# Looking for a way to just "darken" any shirt color



## deadbat (Nov 5, 2009)

That is, some printing technique or product that gives a similar look to if you got part of the garment wet and it made a dark spot, only that would be permanent. I happened to find a product which does this inadvertently, but it is really expensive. These photos are using a UV-reactive ink which is supposed to print clear and then turn "charcoal grey" in the sunlight, but on any color shirt other than white, if you press it into the fabric at all, it makes this permanently darker appearance even out of the sunlight. The problem is that this ink is like $200 for a quart, because of the UV reactive property. I'm trying to find some other product which would give the same effect at a more practical price. I currently print all plastisols so I am hoping to stay in that product area if possible.
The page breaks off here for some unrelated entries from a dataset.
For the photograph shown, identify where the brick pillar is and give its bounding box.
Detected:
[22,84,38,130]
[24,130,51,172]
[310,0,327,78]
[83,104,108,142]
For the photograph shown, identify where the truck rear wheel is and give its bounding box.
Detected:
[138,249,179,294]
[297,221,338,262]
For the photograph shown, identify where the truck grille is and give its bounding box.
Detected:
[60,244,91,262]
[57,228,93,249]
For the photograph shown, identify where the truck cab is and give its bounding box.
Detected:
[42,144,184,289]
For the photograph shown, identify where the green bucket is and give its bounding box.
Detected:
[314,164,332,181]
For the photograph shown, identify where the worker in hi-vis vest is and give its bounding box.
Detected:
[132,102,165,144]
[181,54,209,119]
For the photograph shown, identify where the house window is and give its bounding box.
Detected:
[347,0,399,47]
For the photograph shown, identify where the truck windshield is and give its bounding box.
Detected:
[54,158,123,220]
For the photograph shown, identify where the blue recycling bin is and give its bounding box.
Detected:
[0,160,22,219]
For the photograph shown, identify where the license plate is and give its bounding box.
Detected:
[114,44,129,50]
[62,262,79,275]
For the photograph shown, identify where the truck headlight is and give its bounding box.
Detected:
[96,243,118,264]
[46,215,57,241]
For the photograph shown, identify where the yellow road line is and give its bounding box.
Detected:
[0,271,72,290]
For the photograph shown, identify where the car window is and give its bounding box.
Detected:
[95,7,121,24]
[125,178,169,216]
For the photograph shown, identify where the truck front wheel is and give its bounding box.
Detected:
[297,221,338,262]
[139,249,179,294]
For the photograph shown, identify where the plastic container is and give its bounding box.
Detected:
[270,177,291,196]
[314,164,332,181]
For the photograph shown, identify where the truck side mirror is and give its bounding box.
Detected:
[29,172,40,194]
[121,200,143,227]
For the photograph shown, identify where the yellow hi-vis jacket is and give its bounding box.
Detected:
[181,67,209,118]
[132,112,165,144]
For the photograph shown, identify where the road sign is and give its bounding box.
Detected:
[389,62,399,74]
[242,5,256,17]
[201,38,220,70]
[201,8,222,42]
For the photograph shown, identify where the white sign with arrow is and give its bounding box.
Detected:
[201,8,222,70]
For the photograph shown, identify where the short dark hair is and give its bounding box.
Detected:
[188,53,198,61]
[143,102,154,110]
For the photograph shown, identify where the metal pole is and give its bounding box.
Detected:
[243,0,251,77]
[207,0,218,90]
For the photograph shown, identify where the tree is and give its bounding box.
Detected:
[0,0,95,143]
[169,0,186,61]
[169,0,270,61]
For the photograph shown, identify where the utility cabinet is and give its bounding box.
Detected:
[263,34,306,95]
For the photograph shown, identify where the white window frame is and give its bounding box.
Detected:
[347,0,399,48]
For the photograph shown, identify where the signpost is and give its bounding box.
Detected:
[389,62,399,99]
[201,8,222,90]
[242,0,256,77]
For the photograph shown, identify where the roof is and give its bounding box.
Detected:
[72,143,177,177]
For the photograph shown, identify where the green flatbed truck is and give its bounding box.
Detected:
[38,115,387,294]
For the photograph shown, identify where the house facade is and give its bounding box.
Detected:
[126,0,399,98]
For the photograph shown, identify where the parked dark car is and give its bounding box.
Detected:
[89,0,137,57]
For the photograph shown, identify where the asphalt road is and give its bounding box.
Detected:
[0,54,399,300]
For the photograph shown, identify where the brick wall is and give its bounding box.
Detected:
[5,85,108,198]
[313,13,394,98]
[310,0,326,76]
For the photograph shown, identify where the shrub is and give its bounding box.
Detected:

The reason I want something that will just "darken" the shirt rather than, say, mixing to a pantone that is a darker shade than the shirt is so that I could print the same logo across multiple shirt colors without mixing multiple custom inks, as I have a client who is looking to do multiple large runs and reprints with the same art but many different shirt colors.


----------



## ejnrby (Oct 20, 2014)

Rutland Chino Base says you can use it for that exact purpose in its TDS. I'm sure most bases will work in much the same way. 

Rutland Chino Base TDS


----------